Notre piment d’Espelette, lui, se situe aux alentours des 2 000 unités, ce qui le rend plus parfumé et agréable que fort et brûlant. Il suffit de le voir pousser dans les villages de la zone AOP : Souraïde, Larressore, Aïnhoa, Ustaritz, Itxassou, Halsou, Jatxou, Cambo-les-Bains, Saint-Pée-sur-Nivelle et bien sûr Espelette. Toute autre provenance serait une tromperie avérée. Sa fleur tout d’abord, d’une blancheur éclatante s’ouvre au soleil dès les premiers beaux jours. Puis, le piment lui-même ; vert et hésitant dans sa jeunesse, il devient rouge flamboyant à maturité comme pour affirmer sa force et dire « Voyez, je suis prêt, cueillez-moi ! ». C’est tout un art "d’élever" du Piment d’Espelette. Bien choisir les semences, pratiquer un repiquage minutieux quelques jours après les semis. Planter en plein champ entre mai et juin. Faire face aux maladies et enfin récolter. Cette dernière opération entièrement réalisée à la main des premiers jours d’août au 1er décembre est échelonnée. Un pied donne environ vingt piments par saison.

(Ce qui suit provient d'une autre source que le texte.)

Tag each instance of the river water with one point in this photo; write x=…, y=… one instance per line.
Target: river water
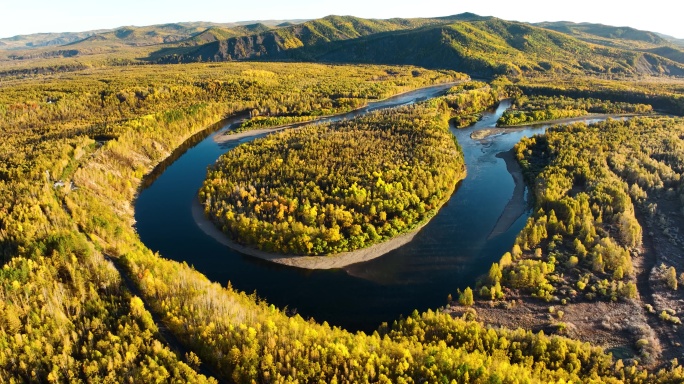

Pierre Ustaritz fait partie des producteurs affiliés au Syndicat du Piment d’Espelette - le seul organisme reconnu par l’INAO - et se soumet aux règles d’un Cahier des Charges strict et précis. Ancien charcutier à Biarritz, il cultive avec sa fille Stéphanie, sa femme et ses employés sur les hauteurs d’Ustaritz environ 34 000 pieds. Dès les premières récoltes, les piments sont séchés sur des clayettes pendant quinze jours minimum. Déjà les arômes s’échappent du fruit par sa fine peau qui flétrit et prend une teinte rouge sang comme les volets des maisons voisines. L’équeutage, qui consiste à ôter le pédoncule et la collerette, est ensuite pratiqué soigneusement, et avec des gants. « Je ne vous conseille pas de vous gratter l’œil pendant l’équeutage. Sinon vous riquez de vous en souvenir » prévient Pierre en souriant. Le passage au four prend trois jours avec une augmentation progressive de la chaleur pour atteindre 65° durant les dernières heures. Les piments sont alors moulus et conditionnés sous-vide dans des poches de 1kg. La production est achevée, il faut attendre maintenant les prélèvements des contrôleurs pour valider, ou non, le lot. Lorsque le poinçon est apposé, la poudre est présentée devant un jury - tous les jeudis - pour obtenir une homologation officielle. Sans cet accord, la vente n’est pas possible. La mouture de la poudre ne doit pas dépasser 5 mm d’épaisseur et ne pas présenter de défaut de cuisson (grillé excessif, amertume prononcée).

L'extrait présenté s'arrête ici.